8-9 October 2020
Registration will open in spring
We live in evolving societies that undergo profound and rapid transformations. Artificial intelligence, machine learning, robots in the workplace and big data are opening transcendent questions around the future of mankind. At the same time, trust and reputation are at risk in our dynamic, disruptive and uncertain world. In this complex scenario, going back to the basics of public relations and strategic communication seems more important than ever before: people and relationships. People should always come first.
Despite the role of technology, the use of robots in communication or AI, there seems to be a massive need to create human-centred organizations. We need to build value-oriented societies based upon humanistic principles. In short, we need to rethink what it means to put the person at the centre of our decisions. How communication and public relations respond to these issues will determine the future of our field and practice. To address these challenges we attempt to revisit the relevance of people on the art and science of strategic communication, including education, professionalism, research and the practice of strategic communication.
On the one hand, we would like to explore how to put the organizational focus on people. Communication/PR enables us to increase our uniquely human capabilities such us creativity, empathy, innovation or connection. Likewise, there is a huge opportunity to become more meaningful, creative and collaborative workplaces. On the other, more than ever, there is a big opportunity to make our businesses and institutions genuinely human, real and approachable to our publics, even considering the important role of new technology. In other words, we would like to build more open societies through communication to establish relationships based on honesty and trust that create even more value for organizations and society.

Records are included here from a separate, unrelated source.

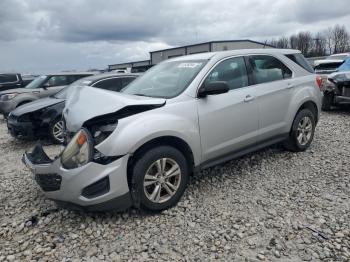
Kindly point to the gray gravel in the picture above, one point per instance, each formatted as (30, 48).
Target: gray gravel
(270, 205)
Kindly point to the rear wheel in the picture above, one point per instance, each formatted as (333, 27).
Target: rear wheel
(327, 102)
(56, 131)
(302, 131)
(159, 178)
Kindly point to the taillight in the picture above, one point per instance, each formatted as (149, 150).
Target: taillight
(319, 81)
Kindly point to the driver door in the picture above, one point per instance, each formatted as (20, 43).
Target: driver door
(228, 122)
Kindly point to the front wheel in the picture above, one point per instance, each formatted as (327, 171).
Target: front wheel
(56, 131)
(302, 131)
(159, 178)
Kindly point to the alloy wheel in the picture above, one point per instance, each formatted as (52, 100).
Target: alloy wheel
(304, 131)
(162, 180)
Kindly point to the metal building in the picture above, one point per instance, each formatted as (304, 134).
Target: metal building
(212, 46)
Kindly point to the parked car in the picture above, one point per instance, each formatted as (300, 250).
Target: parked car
(140, 146)
(43, 117)
(336, 90)
(42, 86)
(330, 64)
(13, 80)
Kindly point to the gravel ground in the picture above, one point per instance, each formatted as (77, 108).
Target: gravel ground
(271, 205)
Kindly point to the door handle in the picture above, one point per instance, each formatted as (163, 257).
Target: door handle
(290, 85)
(249, 98)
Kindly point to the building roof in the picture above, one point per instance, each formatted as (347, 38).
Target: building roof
(210, 42)
(209, 55)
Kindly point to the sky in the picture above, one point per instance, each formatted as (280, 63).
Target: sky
(38, 36)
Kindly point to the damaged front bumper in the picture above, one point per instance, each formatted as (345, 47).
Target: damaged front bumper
(92, 187)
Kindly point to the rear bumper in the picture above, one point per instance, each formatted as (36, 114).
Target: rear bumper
(72, 188)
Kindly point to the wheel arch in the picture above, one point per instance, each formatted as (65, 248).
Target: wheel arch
(172, 141)
(311, 105)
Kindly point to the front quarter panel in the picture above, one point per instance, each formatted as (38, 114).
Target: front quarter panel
(174, 119)
(305, 91)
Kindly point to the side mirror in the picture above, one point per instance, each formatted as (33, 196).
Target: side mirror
(213, 88)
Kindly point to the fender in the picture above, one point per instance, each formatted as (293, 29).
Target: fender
(134, 131)
(301, 96)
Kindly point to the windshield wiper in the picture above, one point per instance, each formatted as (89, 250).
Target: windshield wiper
(139, 95)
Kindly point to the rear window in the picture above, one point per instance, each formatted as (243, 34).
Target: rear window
(8, 78)
(300, 60)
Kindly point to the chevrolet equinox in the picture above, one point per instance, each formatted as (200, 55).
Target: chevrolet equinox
(139, 147)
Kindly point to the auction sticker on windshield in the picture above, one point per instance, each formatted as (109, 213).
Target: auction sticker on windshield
(189, 65)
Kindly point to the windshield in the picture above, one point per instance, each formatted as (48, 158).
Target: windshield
(166, 80)
(37, 82)
(345, 66)
(63, 93)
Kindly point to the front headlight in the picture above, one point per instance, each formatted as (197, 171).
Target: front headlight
(7, 97)
(103, 132)
(79, 151)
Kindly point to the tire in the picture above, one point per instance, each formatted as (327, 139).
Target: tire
(147, 196)
(54, 128)
(327, 102)
(302, 131)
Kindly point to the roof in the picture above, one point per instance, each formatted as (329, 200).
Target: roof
(134, 62)
(210, 42)
(234, 52)
(71, 73)
(107, 75)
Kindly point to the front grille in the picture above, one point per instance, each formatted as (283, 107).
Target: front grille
(49, 182)
(96, 189)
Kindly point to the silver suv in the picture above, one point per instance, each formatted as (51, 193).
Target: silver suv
(139, 147)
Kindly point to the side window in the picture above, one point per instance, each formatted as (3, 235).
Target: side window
(126, 81)
(268, 69)
(8, 78)
(233, 71)
(113, 84)
(57, 81)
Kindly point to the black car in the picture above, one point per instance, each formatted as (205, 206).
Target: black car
(43, 117)
(336, 90)
(11, 81)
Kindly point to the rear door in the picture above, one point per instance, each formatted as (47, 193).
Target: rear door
(274, 85)
(228, 122)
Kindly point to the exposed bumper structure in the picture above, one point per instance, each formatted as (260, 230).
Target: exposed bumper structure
(20, 129)
(6, 107)
(92, 187)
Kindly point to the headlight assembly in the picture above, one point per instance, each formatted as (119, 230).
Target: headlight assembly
(7, 97)
(102, 132)
(79, 151)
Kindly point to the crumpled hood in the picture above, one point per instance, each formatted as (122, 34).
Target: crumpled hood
(340, 76)
(86, 102)
(36, 105)
(18, 90)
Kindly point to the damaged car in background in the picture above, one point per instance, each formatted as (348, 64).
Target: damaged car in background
(41, 86)
(336, 90)
(139, 147)
(42, 118)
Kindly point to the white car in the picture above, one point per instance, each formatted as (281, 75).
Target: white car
(139, 147)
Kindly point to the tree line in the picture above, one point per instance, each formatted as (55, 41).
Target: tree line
(334, 40)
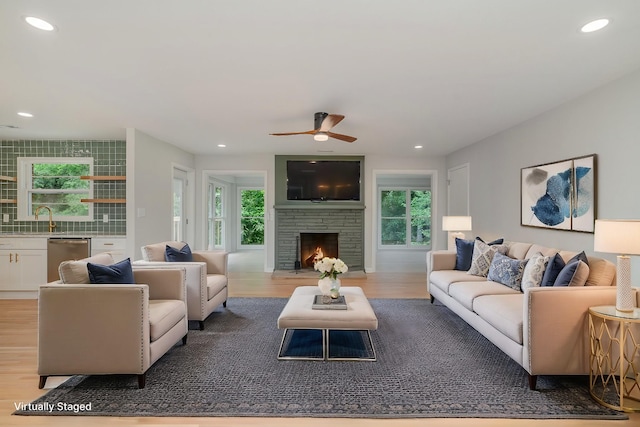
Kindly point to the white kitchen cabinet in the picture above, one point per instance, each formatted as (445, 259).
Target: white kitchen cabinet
(115, 245)
(23, 264)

Indeed, the role of communicators, PR professionals, researchers and educators is crucial to understand, analyse and promote a humanistic view of our profession. Discipline and practice are at a critical turning point to anticipate and develop the knowledge, skills, competences and capabilities to manoeuvre these innovations.
But why using the word Camino? The Route to Santiago is of the utmost importance in Navarra. The University has the privilege to be on the Pilgrim’s way. Therefore, we invite practitioners and scholars to discuss and work together in order to ascertain the potential of human elements and values of the discipline and its strategic role on the future to come in the best possible scenario.